In recent years, the Betty Wright Aquatics Center has offered aquatic physical therapy, aquatic personal 1:1 training, small group fitness and rehab classes, adapted aquatics, pre- and post-surgery services, and an array of services for individuals with chronic, neurological, orthopedic and developmental conditions; a curriculum-based, learn-to-swim program from parent/tot to pre-swim team; and health education and wellness classes for pregnant women.

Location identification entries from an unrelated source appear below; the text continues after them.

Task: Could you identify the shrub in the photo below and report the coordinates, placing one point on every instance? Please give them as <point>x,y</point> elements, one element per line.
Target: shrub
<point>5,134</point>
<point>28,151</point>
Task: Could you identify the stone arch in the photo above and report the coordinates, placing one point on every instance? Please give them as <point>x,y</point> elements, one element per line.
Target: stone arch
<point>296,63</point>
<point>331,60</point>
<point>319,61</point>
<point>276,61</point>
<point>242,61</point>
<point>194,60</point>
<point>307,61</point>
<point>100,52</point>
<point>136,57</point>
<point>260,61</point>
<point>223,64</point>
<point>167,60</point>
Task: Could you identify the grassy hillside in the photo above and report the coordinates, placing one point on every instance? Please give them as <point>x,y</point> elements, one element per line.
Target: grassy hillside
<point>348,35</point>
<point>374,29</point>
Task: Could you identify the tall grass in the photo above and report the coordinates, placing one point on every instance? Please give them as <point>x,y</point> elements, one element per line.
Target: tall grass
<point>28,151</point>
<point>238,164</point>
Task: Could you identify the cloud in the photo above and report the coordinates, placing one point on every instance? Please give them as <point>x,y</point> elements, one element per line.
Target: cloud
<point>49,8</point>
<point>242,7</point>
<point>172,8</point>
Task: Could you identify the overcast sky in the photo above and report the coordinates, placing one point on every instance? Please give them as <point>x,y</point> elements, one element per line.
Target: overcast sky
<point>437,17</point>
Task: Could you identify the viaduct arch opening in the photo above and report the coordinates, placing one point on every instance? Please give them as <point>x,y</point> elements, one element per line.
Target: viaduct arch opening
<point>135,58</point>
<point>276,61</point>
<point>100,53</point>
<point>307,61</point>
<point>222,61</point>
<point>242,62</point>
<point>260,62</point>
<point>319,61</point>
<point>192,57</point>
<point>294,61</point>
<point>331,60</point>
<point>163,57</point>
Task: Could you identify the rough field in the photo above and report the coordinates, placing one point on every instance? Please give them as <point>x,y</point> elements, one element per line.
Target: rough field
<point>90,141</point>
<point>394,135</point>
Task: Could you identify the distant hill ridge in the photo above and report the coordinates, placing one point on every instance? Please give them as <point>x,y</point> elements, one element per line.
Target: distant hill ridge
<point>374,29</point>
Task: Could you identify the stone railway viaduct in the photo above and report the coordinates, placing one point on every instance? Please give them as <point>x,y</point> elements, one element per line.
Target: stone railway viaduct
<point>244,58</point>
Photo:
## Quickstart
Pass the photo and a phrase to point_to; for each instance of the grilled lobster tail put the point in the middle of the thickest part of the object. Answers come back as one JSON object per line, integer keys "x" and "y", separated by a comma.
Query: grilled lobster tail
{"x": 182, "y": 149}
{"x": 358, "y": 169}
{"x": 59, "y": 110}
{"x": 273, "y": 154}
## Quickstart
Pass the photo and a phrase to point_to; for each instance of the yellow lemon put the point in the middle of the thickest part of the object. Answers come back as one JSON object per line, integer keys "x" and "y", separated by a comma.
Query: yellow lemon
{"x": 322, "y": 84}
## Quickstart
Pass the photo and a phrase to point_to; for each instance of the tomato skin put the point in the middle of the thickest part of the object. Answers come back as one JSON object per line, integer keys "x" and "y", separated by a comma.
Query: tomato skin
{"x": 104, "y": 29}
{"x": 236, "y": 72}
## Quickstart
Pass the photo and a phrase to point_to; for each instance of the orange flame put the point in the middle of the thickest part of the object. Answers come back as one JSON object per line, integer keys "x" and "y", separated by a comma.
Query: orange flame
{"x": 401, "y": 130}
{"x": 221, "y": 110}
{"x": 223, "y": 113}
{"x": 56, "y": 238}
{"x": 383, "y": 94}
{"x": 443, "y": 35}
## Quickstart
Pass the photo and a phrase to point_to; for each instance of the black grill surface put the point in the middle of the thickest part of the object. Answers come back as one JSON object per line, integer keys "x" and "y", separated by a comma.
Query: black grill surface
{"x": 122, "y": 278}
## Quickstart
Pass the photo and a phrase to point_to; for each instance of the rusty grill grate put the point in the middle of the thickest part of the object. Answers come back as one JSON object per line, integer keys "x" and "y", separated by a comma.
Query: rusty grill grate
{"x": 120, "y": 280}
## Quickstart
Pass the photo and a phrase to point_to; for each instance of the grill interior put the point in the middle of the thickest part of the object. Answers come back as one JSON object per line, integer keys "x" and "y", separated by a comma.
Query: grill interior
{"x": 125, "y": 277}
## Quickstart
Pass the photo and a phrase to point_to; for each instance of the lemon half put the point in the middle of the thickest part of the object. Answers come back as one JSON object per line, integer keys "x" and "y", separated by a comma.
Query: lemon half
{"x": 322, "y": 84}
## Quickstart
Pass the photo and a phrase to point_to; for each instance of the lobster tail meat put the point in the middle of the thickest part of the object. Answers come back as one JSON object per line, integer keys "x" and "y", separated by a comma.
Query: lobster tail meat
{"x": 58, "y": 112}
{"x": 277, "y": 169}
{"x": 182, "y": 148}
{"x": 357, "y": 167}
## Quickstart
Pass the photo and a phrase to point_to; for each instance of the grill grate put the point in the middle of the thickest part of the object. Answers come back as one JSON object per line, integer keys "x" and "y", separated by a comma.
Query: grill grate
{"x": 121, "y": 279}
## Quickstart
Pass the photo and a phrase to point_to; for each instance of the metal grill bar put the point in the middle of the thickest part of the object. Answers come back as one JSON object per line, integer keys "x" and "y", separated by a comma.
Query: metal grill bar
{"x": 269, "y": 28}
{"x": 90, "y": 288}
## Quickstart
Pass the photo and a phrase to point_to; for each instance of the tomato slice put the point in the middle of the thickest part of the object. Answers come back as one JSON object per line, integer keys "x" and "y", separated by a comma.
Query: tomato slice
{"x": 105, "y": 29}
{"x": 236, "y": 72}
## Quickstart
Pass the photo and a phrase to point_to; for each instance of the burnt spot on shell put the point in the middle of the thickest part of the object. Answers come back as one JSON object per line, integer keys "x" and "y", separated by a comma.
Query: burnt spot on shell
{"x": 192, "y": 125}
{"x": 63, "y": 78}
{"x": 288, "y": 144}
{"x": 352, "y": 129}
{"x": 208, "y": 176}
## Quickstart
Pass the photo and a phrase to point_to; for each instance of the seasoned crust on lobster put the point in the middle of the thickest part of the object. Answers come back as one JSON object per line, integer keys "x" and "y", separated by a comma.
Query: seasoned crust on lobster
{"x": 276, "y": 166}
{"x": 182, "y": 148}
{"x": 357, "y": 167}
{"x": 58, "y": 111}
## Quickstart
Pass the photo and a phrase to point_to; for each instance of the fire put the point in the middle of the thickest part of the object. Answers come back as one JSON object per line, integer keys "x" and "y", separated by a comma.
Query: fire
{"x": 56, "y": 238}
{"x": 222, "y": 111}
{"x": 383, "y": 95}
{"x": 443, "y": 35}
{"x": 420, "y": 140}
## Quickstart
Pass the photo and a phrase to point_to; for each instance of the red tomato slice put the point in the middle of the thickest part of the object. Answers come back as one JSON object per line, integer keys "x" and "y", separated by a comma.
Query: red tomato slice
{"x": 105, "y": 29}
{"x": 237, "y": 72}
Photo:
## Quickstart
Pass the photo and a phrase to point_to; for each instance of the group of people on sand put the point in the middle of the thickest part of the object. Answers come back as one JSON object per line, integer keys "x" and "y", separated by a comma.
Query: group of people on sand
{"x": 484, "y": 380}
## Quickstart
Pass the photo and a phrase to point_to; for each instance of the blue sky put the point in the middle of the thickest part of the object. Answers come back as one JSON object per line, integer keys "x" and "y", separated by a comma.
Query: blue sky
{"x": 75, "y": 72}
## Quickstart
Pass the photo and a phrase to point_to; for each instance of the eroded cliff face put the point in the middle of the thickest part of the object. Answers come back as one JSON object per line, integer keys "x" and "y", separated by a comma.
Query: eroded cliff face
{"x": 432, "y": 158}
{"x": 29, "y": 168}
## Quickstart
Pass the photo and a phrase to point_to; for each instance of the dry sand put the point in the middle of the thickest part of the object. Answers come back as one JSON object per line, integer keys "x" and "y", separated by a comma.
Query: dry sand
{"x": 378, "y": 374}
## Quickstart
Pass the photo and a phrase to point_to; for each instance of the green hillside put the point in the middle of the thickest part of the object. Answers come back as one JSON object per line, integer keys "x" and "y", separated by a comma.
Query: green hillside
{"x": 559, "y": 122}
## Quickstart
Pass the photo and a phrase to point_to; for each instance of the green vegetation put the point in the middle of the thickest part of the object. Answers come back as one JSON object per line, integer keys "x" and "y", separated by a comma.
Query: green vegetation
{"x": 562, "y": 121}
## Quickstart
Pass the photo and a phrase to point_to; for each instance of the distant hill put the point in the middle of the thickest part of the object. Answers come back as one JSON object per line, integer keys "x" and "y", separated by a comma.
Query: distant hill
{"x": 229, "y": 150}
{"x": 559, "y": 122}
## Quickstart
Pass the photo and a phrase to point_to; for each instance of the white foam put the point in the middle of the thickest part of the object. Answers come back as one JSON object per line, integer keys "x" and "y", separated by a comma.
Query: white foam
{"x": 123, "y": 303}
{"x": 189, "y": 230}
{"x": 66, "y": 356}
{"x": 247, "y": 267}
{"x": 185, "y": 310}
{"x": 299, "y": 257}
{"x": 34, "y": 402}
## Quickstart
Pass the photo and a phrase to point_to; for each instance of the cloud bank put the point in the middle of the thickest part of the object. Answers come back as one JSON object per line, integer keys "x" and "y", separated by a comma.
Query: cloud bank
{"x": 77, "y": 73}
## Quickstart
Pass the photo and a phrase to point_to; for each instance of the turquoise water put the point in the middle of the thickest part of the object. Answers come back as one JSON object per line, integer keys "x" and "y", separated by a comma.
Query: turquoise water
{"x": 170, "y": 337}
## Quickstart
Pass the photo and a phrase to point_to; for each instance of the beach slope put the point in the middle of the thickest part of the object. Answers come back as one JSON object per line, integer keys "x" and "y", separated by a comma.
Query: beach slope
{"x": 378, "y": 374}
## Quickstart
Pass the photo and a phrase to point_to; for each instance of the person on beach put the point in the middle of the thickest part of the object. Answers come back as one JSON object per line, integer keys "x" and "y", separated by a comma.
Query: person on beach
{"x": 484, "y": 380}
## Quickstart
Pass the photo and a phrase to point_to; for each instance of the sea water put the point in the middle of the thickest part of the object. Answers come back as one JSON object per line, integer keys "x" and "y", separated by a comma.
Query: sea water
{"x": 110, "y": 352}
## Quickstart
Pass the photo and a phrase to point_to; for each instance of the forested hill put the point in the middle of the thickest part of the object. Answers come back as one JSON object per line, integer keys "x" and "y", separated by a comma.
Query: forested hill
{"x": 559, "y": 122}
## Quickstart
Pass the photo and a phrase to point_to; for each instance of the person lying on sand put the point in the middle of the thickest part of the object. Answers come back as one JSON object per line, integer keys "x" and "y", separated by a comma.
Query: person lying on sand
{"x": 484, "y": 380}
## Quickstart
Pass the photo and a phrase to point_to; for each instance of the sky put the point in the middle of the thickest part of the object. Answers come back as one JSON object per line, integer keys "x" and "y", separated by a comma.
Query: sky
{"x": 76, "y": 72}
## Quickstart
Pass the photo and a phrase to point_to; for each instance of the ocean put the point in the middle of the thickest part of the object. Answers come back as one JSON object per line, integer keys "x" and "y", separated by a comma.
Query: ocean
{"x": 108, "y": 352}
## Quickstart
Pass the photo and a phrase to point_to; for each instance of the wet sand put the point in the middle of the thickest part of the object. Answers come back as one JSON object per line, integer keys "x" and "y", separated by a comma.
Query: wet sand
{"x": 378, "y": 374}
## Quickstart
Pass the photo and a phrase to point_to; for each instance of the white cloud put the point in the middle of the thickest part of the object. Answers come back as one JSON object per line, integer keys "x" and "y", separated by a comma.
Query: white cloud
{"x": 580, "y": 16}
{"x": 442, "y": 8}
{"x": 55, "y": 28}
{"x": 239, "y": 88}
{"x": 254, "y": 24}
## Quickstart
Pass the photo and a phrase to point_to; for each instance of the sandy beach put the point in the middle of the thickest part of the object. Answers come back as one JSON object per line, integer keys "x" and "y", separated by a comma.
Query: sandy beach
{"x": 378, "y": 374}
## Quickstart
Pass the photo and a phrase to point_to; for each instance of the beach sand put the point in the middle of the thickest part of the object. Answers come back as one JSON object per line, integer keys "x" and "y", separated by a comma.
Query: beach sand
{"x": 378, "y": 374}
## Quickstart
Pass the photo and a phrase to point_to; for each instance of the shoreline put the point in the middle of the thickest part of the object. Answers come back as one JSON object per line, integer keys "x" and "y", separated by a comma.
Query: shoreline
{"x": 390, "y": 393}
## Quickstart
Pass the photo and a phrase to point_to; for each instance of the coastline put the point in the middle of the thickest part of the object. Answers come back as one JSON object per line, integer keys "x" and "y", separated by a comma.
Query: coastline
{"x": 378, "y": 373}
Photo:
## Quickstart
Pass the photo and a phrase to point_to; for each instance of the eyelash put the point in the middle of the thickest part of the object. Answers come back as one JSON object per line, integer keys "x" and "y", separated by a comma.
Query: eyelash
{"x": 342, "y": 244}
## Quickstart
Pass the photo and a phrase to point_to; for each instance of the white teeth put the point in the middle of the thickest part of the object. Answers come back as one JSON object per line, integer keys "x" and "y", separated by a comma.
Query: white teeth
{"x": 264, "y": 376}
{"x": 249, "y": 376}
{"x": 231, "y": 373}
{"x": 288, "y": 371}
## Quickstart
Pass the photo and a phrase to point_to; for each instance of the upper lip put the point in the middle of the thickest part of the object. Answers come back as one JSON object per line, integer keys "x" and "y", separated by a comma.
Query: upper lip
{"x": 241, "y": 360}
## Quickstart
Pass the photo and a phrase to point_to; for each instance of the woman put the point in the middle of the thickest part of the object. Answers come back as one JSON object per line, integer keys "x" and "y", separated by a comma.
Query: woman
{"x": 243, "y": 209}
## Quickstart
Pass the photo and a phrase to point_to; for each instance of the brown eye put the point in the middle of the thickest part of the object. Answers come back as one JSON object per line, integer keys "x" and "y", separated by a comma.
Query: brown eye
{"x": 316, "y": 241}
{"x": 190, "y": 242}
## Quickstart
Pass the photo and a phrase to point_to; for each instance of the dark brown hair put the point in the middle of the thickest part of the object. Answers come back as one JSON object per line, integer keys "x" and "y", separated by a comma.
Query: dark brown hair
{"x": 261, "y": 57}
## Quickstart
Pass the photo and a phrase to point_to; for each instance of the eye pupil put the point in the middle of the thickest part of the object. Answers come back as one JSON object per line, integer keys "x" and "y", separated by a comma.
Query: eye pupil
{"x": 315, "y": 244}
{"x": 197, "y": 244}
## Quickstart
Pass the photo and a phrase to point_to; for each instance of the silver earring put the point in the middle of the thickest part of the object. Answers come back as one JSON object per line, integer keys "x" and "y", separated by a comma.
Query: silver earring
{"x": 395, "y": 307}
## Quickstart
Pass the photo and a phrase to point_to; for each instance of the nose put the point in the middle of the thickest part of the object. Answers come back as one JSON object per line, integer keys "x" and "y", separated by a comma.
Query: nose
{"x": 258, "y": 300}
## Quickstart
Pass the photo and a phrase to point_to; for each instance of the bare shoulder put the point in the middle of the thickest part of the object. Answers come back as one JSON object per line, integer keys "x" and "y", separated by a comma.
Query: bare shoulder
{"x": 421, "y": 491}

“This program has literally been a life-saver for some of my patients,” said Palo Alto Medical Foundation physician Sal AbiEzzi, MD. Prior to its closure, the pool at the Betty Wright Aquatics Center was being used by thousands of community members. As the baby boomers age, the need for aquatics therapy is expected to grow significantly. Unlike recreational warm-water pools, a therapy pool requires a consistent temperature of 93 degrees. In addition to meeting this standard, the aquatic center named after it’s founder, Betty Wright, reflected its visionary founder’s advanced understanding of features that today are known as “Universal” design, ensuring ease of access for people of all ages and abilities. 1960s-era construction techniques and plumbing were not as advanced, however, and in recent years, the pool began experiencing maintenance issues that ultimately led to its closure.
Among the real estate professionals currently providing volunteer guidance on the redevelopment planning are Robert Reidy, Barbara Schussman, Bill Phillips, Randy Popp and Paula Shaviv.
In addition, a team of students at the Stanford School of Engineering advised by Associate Professor of Management Science & Engineering Riitta Katila recently completed a project to examine the potential for a state-of-the-art, energy-efficient aquatics center. The group will present its report called “LEED and ADA User Optimized Design—The Betty Wright Aquatic Center” at Abilities United in April.